Before moving to Rio de Janeiro to work as a civil servant, Grauber lived in São Paulo. She started painting later in life, at the age of 70, when she was retired.  Her discovery of painting led her to the Museu de Arte Moderna in Rio de janeiro, to take part of a painting class taught by Ivan Serpa, who greatly encouraged her and praised her paintings that bristled with forests and butterflies, lyrically spread over the canvas.  His support led her to take part in group shows, the first of which took place in 1961. The following year, she held her first solo exhibition at Galeria Relevo, Rio de Janeiro, where she got excellent reviews from art critics.

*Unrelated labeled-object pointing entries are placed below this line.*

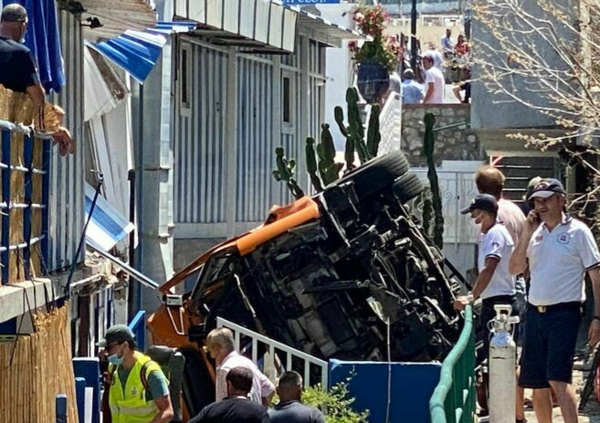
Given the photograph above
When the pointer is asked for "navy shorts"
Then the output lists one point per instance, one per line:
(549, 345)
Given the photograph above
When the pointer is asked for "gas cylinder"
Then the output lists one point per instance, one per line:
(502, 363)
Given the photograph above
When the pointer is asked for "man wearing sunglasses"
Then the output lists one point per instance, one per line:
(139, 391)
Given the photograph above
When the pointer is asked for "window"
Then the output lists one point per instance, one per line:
(184, 77)
(288, 100)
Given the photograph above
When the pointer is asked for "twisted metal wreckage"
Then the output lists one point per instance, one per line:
(325, 274)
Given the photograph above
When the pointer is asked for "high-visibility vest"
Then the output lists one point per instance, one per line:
(130, 406)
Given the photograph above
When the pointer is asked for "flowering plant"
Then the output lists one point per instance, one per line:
(384, 49)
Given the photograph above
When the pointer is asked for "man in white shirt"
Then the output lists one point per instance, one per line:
(434, 82)
(559, 251)
(220, 346)
(448, 42)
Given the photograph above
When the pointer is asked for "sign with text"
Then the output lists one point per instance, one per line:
(305, 2)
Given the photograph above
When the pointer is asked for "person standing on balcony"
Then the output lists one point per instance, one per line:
(559, 250)
(290, 408)
(236, 407)
(221, 347)
(434, 82)
(490, 180)
(411, 91)
(139, 390)
(18, 72)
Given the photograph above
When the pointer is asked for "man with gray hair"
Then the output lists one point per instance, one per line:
(18, 71)
(290, 408)
(220, 346)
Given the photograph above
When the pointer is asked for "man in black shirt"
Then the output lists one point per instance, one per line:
(290, 408)
(18, 71)
(236, 407)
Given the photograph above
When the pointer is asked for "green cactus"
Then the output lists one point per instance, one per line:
(285, 172)
(428, 152)
(311, 164)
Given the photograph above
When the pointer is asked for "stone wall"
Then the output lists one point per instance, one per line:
(450, 144)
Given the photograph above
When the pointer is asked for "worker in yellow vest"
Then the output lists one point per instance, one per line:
(139, 390)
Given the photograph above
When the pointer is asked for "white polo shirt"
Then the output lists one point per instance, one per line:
(497, 243)
(558, 261)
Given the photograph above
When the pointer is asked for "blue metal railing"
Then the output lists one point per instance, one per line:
(138, 327)
(18, 238)
(453, 400)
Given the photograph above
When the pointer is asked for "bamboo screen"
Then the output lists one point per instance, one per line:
(36, 368)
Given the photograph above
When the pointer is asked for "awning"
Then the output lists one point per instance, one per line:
(259, 26)
(323, 30)
(117, 16)
(107, 226)
(136, 52)
(43, 39)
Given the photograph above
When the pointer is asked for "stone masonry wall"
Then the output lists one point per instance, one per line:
(450, 144)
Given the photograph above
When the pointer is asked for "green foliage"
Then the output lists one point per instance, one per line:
(320, 157)
(428, 152)
(335, 404)
(285, 172)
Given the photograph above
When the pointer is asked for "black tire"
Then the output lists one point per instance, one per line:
(377, 174)
(407, 187)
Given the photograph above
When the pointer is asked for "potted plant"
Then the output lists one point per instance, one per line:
(375, 59)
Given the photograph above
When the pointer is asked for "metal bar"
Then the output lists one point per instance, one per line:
(28, 159)
(300, 354)
(45, 198)
(5, 236)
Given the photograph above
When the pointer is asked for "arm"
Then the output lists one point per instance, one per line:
(429, 93)
(594, 331)
(518, 260)
(482, 282)
(165, 410)
(267, 390)
(221, 385)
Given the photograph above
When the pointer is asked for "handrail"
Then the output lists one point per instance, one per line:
(450, 400)
(272, 344)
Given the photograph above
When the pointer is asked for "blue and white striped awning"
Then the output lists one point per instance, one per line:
(137, 52)
(107, 226)
(323, 30)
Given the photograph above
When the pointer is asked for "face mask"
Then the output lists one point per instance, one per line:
(115, 359)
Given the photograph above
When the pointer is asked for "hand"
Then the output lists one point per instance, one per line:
(594, 332)
(66, 144)
(461, 303)
(533, 221)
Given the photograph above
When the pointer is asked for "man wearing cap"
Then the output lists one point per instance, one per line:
(18, 71)
(495, 284)
(559, 251)
(139, 391)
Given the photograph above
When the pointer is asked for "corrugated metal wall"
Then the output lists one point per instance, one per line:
(200, 167)
(256, 147)
(200, 140)
(66, 212)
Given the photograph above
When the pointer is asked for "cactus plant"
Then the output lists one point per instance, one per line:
(285, 172)
(320, 158)
(428, 152)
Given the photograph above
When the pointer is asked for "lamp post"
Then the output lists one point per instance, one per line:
(413, 36)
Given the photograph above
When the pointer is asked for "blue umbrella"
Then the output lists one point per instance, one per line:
(43, 40)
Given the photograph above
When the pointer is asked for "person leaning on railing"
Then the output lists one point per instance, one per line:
(22, 98)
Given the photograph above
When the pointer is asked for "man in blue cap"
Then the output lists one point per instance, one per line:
(139, 391)
(559, 251)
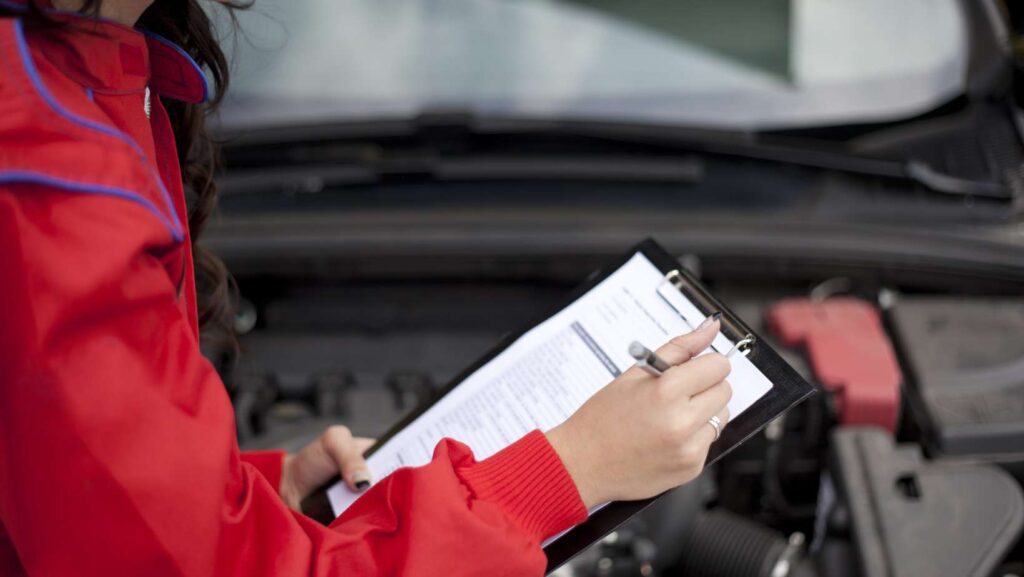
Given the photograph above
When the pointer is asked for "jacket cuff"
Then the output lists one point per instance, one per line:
(529, 483)
(269, 463)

Besides taking part in the VII and VIII Bienal Internacional de São Paulo, she was featured abroad in the II Bienal Americana de Córdoba, Argentina (1964), in Oito Pintores Ingênuos Brasileiros (Galerie Jacques Massol, Paris, 1965) and in collective shows in Moscow e Warsaw.
Grauben also held individual exhibitions at the Museu de Arte Moderna do Rio de Janeiro (1966), and at Galeria do Copacabana Palace (1970, 1971, 1972), the last of which took place after she died. “What is particularly fascinating about her is the possibility of establishing, through the fusion between of her own self and each of her paintings, unmistakable connections between the apparently opposite poles of beginning and end, childhood and old age, dream and reality, life and death,” wrote Roberto Pontual, in his popular “black and white” book, published in 1973, entitled Arte, Brasil, Hoje, 50 Anos Depois.